Yesterday, I had to pick out the last 100 lines in a file, for a small log viewer I was writing. Neither the Perl FAQ nor the Perl Cookbook had quite the right answer. So, this is what I ended up with.
sub last_lines { my ( $fh, $howmany ) = @_; my ( @lines, $i ); while ( <$fh> ) { chomp; $lines[ $i++ ] = $_; $i = 0 if $i == $howmany; } return grep { defined } @lines[ $i .. $howmany - 1 ], @lines[ 0 .. $i - 1 ]; }
This is reasonably memory efficient, more so than the example I found which read the entire file in and then just picked the last $howmany
items from the array.
The last line is interesting. We have to “swivel” the array around a partition point, in order to get the entries into the correct order. Also, we have to get rid of undefined entries. These crop up if you have less than $howmany
lines in the file.
4 replies on “Last 100 lines in a file”
Engh. View source on the page for the formatting.
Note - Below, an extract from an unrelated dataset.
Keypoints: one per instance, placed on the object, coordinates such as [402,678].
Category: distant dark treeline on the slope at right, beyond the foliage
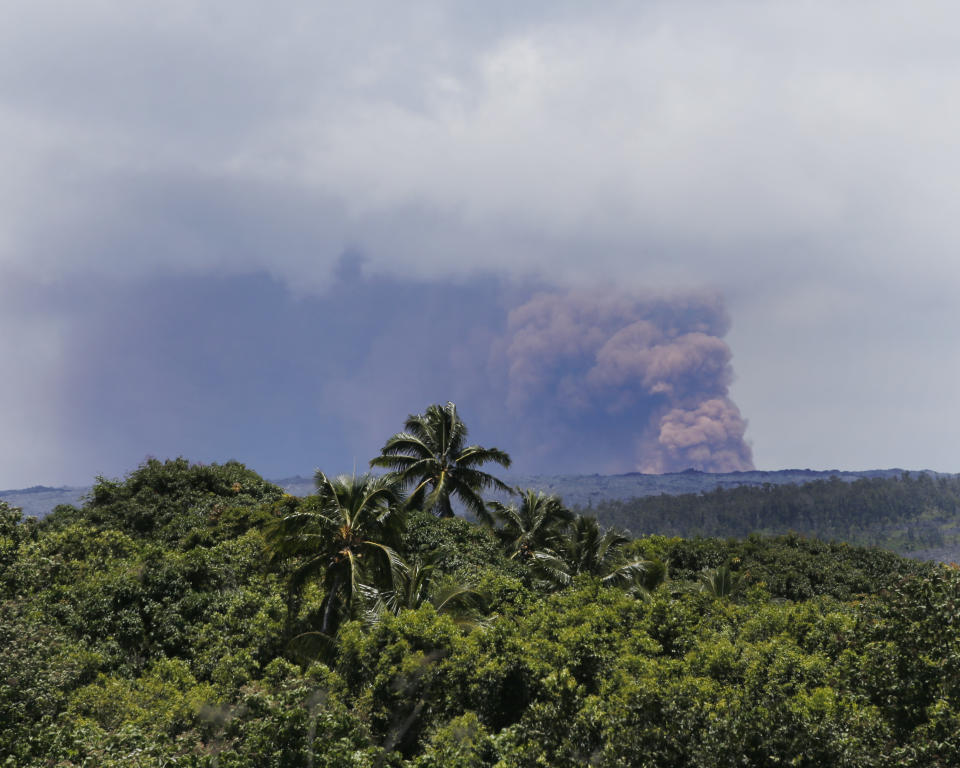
[907,513]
You get the idea.
Errk, how convoluted.
<code>
sub last_lines {
my ( $fh, $howmany ) = @_;
my @lines;
while ( <$fh> ) {
chomp;
push @lines, $_;
shift @lines if @lines > $howmany;
}
return @lines;
}
</code>
Also, a lengthy treatise on this issue:
http://www.perlmonks.org/index.pl?node_id=162034
Thanks, Aristotle, that’s a much better idea! I’ve started doing that instead now.